Form system for rearranging described in the present embodiment, the process of described computation sheet live width, comprising: traversal row, obtains row information by line index, the pattern of wherein going comprises live width and colouring information, only works to the Article 1 alignment of current line and the last item alignment and upper and lower two lines; Refresh the live width of line and alignment, there is not line width information and then calculate according to the live width parameter of the described acquiescence of acquiescence in current line, if exist, retaining currency, preserving all line width information by representing two horizontal and vertical arrays; All cells of traversal current line, refresh the live width of line and alignment further.
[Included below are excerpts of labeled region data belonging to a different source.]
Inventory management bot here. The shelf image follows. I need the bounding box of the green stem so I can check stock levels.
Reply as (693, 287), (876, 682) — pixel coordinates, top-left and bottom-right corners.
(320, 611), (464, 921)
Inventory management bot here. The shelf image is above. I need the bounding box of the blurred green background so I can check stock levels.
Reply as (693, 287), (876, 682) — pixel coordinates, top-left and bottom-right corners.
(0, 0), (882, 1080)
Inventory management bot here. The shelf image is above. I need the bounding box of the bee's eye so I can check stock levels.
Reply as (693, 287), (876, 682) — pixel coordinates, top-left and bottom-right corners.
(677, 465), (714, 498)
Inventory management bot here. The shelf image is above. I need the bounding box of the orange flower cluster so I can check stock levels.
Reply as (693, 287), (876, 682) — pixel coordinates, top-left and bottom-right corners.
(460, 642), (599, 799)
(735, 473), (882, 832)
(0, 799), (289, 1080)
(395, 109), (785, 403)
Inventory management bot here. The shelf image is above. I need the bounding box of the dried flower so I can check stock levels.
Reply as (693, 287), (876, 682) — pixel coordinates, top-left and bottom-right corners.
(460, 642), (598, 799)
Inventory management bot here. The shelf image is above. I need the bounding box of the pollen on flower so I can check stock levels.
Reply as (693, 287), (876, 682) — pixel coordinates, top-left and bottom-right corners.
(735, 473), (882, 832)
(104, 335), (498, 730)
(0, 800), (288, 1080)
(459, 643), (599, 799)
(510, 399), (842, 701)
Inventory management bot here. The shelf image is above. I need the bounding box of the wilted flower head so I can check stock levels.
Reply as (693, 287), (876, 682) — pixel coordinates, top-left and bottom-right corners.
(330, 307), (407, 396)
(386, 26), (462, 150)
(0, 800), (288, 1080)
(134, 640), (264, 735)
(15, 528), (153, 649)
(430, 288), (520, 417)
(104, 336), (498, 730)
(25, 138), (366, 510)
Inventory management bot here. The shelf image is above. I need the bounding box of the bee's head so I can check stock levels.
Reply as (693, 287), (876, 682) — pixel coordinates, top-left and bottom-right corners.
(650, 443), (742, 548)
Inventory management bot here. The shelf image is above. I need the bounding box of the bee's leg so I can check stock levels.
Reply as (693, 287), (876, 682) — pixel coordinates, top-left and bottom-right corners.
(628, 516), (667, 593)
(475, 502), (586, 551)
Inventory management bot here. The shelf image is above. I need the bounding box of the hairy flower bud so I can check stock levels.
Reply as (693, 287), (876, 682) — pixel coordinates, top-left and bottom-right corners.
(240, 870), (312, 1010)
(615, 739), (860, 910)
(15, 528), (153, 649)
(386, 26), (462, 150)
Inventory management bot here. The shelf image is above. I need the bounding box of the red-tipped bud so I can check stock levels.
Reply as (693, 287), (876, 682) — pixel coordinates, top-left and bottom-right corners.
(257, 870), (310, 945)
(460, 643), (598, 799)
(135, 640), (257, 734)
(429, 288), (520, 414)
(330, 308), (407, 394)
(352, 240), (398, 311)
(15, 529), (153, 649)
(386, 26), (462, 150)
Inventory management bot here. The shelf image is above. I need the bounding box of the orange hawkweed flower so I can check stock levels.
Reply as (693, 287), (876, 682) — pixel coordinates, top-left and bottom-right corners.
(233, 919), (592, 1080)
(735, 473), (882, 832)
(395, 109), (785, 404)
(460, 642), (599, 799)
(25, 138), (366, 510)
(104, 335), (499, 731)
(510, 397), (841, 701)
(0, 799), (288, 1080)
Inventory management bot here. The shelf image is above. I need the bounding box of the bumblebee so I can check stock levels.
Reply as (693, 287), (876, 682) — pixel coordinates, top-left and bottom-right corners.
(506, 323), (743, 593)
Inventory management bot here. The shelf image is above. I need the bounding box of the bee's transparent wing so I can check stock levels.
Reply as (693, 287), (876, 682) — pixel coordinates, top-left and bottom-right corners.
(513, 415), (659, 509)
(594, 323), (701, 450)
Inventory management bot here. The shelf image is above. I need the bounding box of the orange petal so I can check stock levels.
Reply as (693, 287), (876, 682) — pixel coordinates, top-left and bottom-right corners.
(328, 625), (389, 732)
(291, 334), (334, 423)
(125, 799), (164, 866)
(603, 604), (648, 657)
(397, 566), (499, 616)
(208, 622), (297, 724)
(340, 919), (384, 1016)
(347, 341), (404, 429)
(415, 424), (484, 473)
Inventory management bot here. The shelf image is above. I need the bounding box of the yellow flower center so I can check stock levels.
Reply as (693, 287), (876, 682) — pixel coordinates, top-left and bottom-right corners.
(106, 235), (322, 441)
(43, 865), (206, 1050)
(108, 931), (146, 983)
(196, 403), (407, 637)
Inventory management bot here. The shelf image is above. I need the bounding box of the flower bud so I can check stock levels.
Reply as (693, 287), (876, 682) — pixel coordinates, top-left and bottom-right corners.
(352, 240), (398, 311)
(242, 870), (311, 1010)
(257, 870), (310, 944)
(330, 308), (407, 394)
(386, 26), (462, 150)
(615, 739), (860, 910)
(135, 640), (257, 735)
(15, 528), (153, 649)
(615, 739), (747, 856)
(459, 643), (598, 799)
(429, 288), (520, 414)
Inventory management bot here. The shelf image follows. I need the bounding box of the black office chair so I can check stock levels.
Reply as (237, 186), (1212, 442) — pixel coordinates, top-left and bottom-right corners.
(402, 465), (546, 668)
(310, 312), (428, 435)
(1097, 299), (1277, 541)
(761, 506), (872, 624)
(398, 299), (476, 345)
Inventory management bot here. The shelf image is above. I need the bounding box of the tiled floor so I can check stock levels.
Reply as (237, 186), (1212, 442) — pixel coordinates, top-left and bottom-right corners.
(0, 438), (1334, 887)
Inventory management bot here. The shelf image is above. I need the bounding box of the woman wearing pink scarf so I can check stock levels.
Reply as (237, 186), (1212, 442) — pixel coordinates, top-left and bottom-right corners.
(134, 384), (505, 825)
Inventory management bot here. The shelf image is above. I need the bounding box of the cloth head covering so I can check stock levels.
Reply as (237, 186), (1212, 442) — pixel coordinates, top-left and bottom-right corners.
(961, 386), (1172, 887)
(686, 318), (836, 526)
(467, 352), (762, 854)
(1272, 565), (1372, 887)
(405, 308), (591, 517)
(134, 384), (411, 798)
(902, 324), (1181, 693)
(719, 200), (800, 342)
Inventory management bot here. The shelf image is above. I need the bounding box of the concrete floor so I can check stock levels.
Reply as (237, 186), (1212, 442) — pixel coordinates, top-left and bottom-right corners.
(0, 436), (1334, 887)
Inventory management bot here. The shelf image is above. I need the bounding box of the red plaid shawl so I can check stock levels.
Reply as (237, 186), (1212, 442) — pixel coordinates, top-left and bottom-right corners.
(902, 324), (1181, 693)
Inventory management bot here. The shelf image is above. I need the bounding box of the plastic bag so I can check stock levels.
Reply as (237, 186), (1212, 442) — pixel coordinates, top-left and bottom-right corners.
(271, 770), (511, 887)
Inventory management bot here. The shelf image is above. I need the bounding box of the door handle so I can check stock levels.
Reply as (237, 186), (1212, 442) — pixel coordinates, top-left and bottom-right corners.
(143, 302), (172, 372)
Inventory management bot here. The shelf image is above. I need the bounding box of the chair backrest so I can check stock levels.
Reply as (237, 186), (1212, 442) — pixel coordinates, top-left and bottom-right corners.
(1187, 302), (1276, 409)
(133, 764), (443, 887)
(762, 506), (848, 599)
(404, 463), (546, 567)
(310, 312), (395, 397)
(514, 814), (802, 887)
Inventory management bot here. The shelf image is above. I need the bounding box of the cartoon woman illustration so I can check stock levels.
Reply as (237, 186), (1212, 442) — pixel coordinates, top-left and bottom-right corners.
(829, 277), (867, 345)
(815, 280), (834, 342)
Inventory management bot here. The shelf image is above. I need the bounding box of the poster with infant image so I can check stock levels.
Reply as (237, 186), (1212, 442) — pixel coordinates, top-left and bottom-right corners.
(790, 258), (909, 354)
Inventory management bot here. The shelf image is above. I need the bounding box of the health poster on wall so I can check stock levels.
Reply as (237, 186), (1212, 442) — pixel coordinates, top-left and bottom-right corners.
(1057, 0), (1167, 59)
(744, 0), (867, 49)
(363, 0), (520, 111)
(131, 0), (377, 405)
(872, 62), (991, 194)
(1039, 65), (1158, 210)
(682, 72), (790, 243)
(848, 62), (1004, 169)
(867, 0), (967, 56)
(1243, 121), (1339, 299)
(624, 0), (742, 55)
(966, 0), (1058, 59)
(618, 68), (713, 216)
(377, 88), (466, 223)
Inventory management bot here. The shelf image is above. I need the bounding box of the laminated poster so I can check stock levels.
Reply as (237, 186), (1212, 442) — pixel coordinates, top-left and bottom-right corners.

Preferably, described form system for rearranging, the process of the initial row of each cell of described calculating number, comprise: arrange a two-dimentional array, the ranks number of its size form is for this reason multiplied, the unique positions of each element position-table in array, represent whether this position can as the starting point of cell, attribute according to cell travels through all cells by row, obtains the initial row number of cell, calculates often row col width by row ratio and line width information.
In other embodiments, if set maximum col width and minimum col width in the pattern quoted at form, then need to readjust according to these information the col width often arranged.If set maximum col width and minimum col width in the pattern that form is quoted, then need to readjust according to these information the col width often arranged.Like this, achieve the controllability of col width within the specific limits, have more hommization, facilitate and carry out adjusting and arranging as required, maintaining again the integrality of form.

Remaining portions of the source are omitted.